LV-area tour operators in stalemate over air routes
Monday, April 16, 2001 | 11:13 a.m.
The Federal Aviation Administration has replied to a lawsuit aimed at blocking a series of new air tour routes over the Grand Canyon, creating a stalemate that has placed tour operators in a financial holding pattern.
Late last week, the FAA and environmental activists filed replies to a suit filed by the U.S. Air Tour Association seeing to block a set of new routes scheduled to take effect Thursday.
The suit sought an injunction to stop implementation of the routes and the industry group later filed a separate motion asking the Circuit Court of Appeals in Washington D.C. to stop FAA-mandated training on the routes on safety grounds.
The court has not indicated when it will rule on the tour industry's motions.
The action is important to the Southern Nevada tourism industry because Grand Canyon tours attract about 800,000 people a year, many of them from foreign markets that Nevada tourism officials and hotel-casinos are targeting.
Air tour industry leaders aren't sure about the financial ramifications of the new routes, but say they may have to refund money to customers because tours will be shorter.
Two primary tour routes would be affected if the FAA mandate takes effect this week. One route is an out-and-back tour in which planes fly over the western reaches of Grand Canyon National Park. New routes would clip more than 50 miles of flying -- more than half the canyon portion of the tour.
Jim Petty, president of Air Vegas Airlines, which operates flights from Henderson Executive Airport, said that tour includes several canyon vistas and some of the only deep gorges to which aircraft still have access.
A second modified route would eliminate a meandering trip along the Colorado River in which passengers take an indirect flight from Las Vegas to Grand Canyon's airport at Tusayan, Ariz. Along the way, passengers can catch glimpses of the river, some major rapids, the Havasupai Indian Reservation and a series of tall waterfalls. That route would be replaced by a direct flight to Tusayan that flies over the Colorado River, but skirts most of the canyon.
Steve Bassett, president of the U.S. Air Tour Association in Washington, said the FAA's route order and a directive to begin training pilots how to fly it present a quandary for the tour industry. If the group prevails in court, it wouldn't have to train pilots or change its operations this summer.
If tour operations being training their pilots -- which they say is unsafe, because it presents a risk of head-on collisions -- they feel it could weaken their legal position. But if they don't train their pilots, assuming there is no court intervention, they wouldn't be able to operate when the new routes take effect.
Each air tour company has "check pilots" that are trained by the FAA, and they pass along information to others within their respective companies.
Environmentalists say the whole safety issue is a smokescreen, since tour operators already use some of the new FAA routes as alternatives when the weather is bad.

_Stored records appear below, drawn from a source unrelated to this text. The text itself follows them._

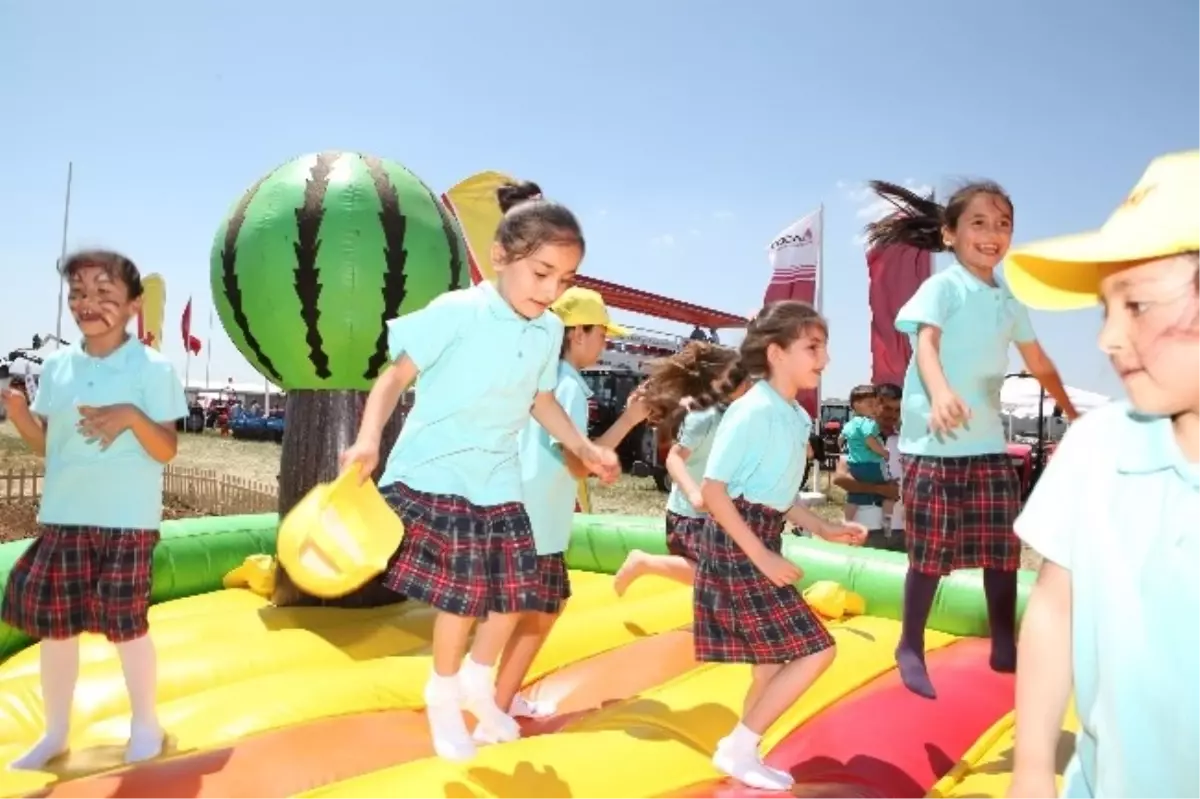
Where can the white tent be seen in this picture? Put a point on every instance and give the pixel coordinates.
(1019, 398)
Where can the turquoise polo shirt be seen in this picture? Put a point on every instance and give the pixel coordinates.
(1119, 506)
(547, 485)
(761, 448)
(480, 366)
(696, 434)
(856, 432)
(978, 324)
(119, 487)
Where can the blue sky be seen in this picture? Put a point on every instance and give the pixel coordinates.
(684, 133)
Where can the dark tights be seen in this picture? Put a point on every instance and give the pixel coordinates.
(919, 590)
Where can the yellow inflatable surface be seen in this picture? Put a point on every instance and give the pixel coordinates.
(321, 702)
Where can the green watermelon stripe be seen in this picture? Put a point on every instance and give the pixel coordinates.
(307, 247)
(229, 278)
(449, 229)
(395, 277)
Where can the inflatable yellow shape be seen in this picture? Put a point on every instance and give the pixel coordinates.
(663, 738)
(339, 536)
(833, 601)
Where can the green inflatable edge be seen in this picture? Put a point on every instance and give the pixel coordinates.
(195, 554)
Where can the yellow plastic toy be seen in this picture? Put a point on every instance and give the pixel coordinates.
(339, 536)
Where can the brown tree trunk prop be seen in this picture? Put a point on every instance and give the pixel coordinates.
(319, 426)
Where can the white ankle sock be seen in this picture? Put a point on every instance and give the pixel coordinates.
(479, 697)
(443, 707)
(59, 674)
(141, 667)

The industry association also is upset that the FAA is singling out routes and flights that affect the Nevada operators. In the past, the agency has said it would implement changes simultaneously with those in the east end of the canyon. The association also was concerned that the route changes were implemented weeks before the peak of the season. The FAA had said it would try to implement any changes in the off season so pilots could learn new routes when companies weren't as busy.
The FAA administrator handling the Grand Canyon routes could not be reached for comment.

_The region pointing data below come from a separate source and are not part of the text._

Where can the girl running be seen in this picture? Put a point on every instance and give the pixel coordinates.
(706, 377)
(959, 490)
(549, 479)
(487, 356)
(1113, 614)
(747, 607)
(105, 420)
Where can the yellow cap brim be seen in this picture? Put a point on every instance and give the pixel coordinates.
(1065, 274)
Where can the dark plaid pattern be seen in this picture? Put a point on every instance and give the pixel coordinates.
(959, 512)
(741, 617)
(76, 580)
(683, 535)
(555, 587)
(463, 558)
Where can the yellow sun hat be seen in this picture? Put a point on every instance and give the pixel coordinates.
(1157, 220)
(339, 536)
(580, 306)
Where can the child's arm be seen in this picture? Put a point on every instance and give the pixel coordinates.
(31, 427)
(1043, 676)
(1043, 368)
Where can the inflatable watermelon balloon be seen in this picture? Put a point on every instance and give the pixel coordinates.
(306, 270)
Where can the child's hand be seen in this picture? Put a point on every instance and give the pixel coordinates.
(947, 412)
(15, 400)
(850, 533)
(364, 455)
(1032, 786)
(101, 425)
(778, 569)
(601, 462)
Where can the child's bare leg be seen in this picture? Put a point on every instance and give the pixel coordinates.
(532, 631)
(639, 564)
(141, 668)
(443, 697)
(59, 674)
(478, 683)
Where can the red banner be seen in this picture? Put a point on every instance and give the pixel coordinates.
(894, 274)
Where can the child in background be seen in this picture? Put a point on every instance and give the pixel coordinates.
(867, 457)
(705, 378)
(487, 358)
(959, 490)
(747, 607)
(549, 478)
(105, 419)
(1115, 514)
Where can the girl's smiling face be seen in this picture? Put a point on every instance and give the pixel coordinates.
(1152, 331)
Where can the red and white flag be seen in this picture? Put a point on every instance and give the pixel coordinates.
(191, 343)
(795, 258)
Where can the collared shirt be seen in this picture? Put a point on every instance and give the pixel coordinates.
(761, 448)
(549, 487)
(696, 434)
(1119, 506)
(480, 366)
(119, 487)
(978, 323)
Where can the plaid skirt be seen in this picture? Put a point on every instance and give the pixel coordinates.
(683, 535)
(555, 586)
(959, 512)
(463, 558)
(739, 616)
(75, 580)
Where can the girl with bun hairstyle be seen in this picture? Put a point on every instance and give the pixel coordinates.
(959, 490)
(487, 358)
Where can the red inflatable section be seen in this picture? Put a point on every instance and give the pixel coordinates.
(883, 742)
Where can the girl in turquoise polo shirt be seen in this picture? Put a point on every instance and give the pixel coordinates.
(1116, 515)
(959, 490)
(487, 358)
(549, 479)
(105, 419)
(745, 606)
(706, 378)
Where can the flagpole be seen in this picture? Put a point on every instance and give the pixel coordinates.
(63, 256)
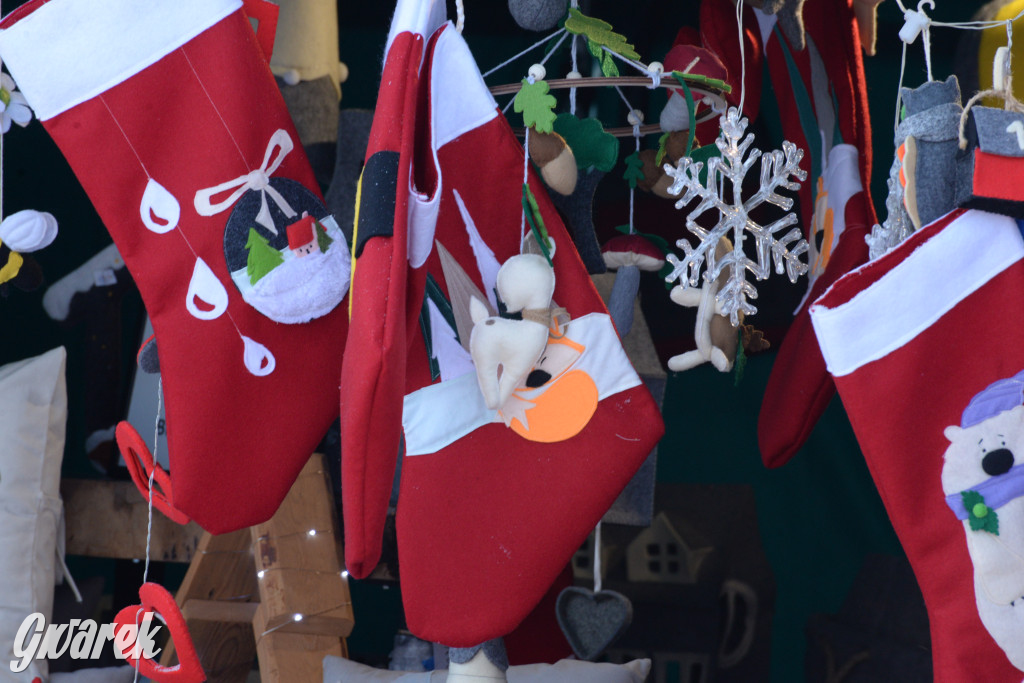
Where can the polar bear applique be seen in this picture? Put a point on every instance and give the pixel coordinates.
(983, 481)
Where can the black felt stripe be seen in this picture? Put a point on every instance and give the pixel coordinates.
(377, 198)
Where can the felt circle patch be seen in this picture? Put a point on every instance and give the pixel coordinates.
(292, 268)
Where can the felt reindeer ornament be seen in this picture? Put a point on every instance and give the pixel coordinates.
(171, 120)
(438, 225)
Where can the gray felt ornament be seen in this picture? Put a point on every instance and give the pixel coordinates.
(538, 14)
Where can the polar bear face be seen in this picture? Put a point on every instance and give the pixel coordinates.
(981, 477)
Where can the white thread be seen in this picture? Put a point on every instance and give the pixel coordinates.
(742, 54)
(528, 49)
(525, 181)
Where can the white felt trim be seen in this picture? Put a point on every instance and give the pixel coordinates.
(459, 96)
(461, 402)
(916, 292)
(418, 16)
(69, 51)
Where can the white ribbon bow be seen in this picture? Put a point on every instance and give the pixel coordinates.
(279, 146)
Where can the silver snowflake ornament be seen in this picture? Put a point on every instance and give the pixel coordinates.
(778, 169)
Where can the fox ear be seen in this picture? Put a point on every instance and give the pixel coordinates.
(477, 310)
(951, 432)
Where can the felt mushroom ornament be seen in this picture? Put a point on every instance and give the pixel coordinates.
(629, 254)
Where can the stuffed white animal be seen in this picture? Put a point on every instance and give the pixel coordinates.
(504, 350)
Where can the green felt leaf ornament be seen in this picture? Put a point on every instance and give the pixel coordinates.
(980, 516)
(634, 172)
(323, 239)
(536, 105)
(262, 257)
(599, 36)
(590, 143)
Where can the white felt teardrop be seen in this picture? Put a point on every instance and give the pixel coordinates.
(160, 210)
(206, 290)
(257, 357)
(29, 230)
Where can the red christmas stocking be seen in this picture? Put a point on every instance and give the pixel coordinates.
(923, 352)
(170, 118)
(488, 514)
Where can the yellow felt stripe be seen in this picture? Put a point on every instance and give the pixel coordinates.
(355, 240)
(10, 268)
(994, 38)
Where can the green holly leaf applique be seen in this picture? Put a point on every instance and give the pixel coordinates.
(262, 257)
(536, 105)
(634, 172)
(590, 143)
(599, 36)
(980, 516)
(324, 240)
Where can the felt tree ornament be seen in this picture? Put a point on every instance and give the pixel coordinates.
(778, 169)
(947, 475)
(468, 577)
(250, 370)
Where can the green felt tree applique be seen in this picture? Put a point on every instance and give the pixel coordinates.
(536, 105)
(262, 257)
(634, 170)
(981, 517)
(324, 240)
(600, 36)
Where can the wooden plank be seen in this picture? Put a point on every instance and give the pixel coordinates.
(219, 610)
(301, 571)
(222, 570)
(285, 656)
(110, 519)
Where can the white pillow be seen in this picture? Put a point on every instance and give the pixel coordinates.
(337, 670)
(33, 416)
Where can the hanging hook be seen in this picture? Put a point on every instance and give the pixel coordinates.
(915, 20)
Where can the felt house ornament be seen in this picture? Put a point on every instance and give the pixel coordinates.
(989, 168)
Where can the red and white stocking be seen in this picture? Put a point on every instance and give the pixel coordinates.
(170, 118)
(923, 346)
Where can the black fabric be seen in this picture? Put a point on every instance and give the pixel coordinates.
(377, 198)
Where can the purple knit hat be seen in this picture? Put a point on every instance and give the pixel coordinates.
(996, 397)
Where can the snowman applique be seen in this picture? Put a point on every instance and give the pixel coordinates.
(983, 481)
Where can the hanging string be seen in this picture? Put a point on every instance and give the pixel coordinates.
(148, 521)
(742, 54)
(528, 49)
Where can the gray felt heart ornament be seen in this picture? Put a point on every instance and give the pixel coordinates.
(591, 621)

Meanwhile, both the tour operators and environmentalists say they will begin cranking up their public relations efforts because of the failings of the government to meet deadlines on issues important to them.

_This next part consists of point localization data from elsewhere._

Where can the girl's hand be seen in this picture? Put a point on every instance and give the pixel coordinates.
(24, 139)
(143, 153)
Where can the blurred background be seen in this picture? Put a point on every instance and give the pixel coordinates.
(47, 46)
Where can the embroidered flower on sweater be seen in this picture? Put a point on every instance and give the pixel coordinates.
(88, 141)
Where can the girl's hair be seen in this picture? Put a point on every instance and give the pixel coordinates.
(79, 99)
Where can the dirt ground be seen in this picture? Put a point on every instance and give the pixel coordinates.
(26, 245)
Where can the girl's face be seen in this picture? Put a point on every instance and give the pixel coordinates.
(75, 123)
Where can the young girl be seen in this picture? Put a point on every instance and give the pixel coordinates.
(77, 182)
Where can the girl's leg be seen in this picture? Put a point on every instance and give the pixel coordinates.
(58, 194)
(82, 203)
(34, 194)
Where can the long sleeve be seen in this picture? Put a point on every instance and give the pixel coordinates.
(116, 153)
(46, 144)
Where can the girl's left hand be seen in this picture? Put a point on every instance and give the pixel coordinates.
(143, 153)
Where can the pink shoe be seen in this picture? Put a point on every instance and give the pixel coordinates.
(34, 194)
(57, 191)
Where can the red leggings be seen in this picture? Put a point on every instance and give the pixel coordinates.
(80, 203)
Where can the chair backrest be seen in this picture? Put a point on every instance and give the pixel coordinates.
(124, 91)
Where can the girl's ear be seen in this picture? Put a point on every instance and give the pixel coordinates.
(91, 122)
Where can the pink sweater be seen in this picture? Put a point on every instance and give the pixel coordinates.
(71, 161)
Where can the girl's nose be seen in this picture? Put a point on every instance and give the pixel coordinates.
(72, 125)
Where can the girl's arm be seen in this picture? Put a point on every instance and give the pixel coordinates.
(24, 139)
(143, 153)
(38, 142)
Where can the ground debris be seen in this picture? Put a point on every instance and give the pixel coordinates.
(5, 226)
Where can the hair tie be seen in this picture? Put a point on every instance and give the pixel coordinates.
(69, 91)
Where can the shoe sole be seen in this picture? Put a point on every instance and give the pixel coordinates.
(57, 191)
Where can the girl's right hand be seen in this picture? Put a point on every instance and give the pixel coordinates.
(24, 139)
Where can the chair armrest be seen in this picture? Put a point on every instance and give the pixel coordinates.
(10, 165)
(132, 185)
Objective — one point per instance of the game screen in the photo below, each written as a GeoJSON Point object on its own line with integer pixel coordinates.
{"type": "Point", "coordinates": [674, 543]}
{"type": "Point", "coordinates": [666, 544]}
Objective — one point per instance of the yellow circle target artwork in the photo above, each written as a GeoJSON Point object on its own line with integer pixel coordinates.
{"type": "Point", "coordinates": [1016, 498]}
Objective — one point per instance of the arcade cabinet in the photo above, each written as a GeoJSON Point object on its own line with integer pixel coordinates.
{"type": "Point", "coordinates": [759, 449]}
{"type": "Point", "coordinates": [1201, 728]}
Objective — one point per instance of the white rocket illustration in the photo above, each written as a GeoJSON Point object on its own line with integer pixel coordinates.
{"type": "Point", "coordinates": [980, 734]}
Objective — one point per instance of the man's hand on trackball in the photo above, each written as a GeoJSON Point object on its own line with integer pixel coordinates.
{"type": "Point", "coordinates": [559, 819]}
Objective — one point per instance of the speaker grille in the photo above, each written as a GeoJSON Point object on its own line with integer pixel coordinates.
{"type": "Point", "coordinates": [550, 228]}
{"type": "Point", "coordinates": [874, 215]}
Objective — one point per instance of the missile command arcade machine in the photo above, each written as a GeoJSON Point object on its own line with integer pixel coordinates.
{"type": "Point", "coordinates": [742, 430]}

Tom Robinson, director of conservation policy for the Flagstaff, Ariz.-based Grand Canyon Trust, said his group will go on the offensive on "the spectacular failure" of laws Congress has passed to bring natural quiet to Grand Canyon National Park.
April 22 will mark the fifth anniversary of the signing of legislation by President Clinton to restore natural quiet to 50 percent of the park, 75 percent of the time.
"This was supposed to have been done after the first year," Robinson said. "There have been some incremental improvements, but there really hasn't been anything substantial."
He said when the new FAA routes take effect, quiet would only be restored to about 43 percent of the canyon.
"I read somewhere that the issue of natural quiet is going to be the second-hand smoke issue of the 21st century," Robinson said. "I think that's probably true. There are so many people who are trying to find ways to escape (everyday noise) and the parks are where people go to get away."
The air tour industry, meanwhile, has its own beefs with the government and it cites a different deadline missed.
Bassett said last week that the FAA has failed to meet its requirements to develop incentives for canyon tour operators to use quiet-technology aircraft when a deadline passed April 5.
"Congress got tired of waiting on the FAA and took action itself," Bassett said. "The April 5 deadline has passed and still the FAA has done nothing to address the quiet technology issue. The agency appears to be purposely stonewalling this issue and the law, actions which have the effect of denying the Grand Canyon air tour industry any breathing room from onerous flight restrictions in the Grand Canyon."
Tour operators feel that if the agency establishes quiet-technology standards, they'll be able to make plans to upgrade their fleets to planes that aren't as noisy and will comply with the natural quiet standards sought by environmentalists.